Discussion and recommendations

Unlike the “Directeur Général” in public companies and the “Gérant” in French “sociétés à responsabilité limitée”, for example, whose revocation can be decided at any time by the board or shareholders, but requires just reasons, board members in French “sociétés anonymes” may be revoked by an ordinary shareholders’ meeting at any time without notice, without just reasons and without indemnities. This rule is known as "révocation ad nutum". As an exception to this rule, the revocation is wrongful, thereby giving rise to a claim in damages, where the revocation occurs in circumstances which undermine the affected member’s reputation or honour, or where the adversarial principle [due process], i.e. the right to be heard and make appropriate representations before and during the shareholders’ vote, is not respected.

A right to revoke without giving just reasons to the affected board member does not mean a right to revoke without giving any reason whatsoever.
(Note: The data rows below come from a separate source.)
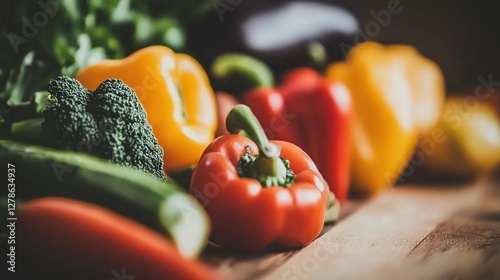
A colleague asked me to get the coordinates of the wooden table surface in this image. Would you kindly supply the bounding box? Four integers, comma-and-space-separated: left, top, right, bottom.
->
202, 173, 500, 280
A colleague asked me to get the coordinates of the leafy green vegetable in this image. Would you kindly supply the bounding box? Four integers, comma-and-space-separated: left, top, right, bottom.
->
0, 0, 212, 123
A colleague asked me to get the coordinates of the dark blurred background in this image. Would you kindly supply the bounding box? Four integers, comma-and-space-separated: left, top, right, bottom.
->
335, 0, 500, 91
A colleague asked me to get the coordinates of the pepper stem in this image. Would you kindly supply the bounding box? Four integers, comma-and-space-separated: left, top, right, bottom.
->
226, 104, 295, 187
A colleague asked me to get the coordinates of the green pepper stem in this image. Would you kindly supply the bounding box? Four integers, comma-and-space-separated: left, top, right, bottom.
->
226, 104, 281, 158
226, 104, 295, 187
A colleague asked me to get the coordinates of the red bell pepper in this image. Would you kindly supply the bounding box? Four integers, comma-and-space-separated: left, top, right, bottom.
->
242, 68, 352, 203
190, 104, 330, 250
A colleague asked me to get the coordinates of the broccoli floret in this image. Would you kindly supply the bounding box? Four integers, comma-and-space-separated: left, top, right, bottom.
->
42, 76, 165, 179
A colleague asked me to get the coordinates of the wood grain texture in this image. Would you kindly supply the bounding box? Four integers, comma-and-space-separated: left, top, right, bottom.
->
204, 176, 500, 280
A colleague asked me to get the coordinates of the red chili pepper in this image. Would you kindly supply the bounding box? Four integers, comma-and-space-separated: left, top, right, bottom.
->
17, 197, 219, 280
190, 105, 329, 250
242, 68, 352, 203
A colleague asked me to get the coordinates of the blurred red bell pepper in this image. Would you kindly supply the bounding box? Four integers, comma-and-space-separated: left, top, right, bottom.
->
242, 67, 351, 203
190, 104, 330, 251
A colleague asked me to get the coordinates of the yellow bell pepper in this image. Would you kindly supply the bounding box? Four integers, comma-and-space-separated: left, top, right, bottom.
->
76, 46, 217, 173
423, 98, 500, 177
326, 42, 445, 195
However, until this decision by the Court of Cassation, French courts (including the Court of Cassation) had for years ruled that the shareholders’ meeting had no duty to provide any reasons whatsoever to a board member prior to deciding on his or her revocation. The importance of this recent decision is highlighted by the fact that it was expressly based on article 1382 of the French Civil Code, a key article in the law of tort.

Shareholders generally wish to see a proportionate return on their investments in companies. Particularly in times of recession, where performance is of the essence, dissatisfied shareholders may be quicker to consider replacing board members and directors to improve profitability. In order to avoid creating another crisis scenario, such as litigation with revoked management, shareholders must take care to ensure proper process is adhered to when they decide on the revocation of board members and directors in French companies.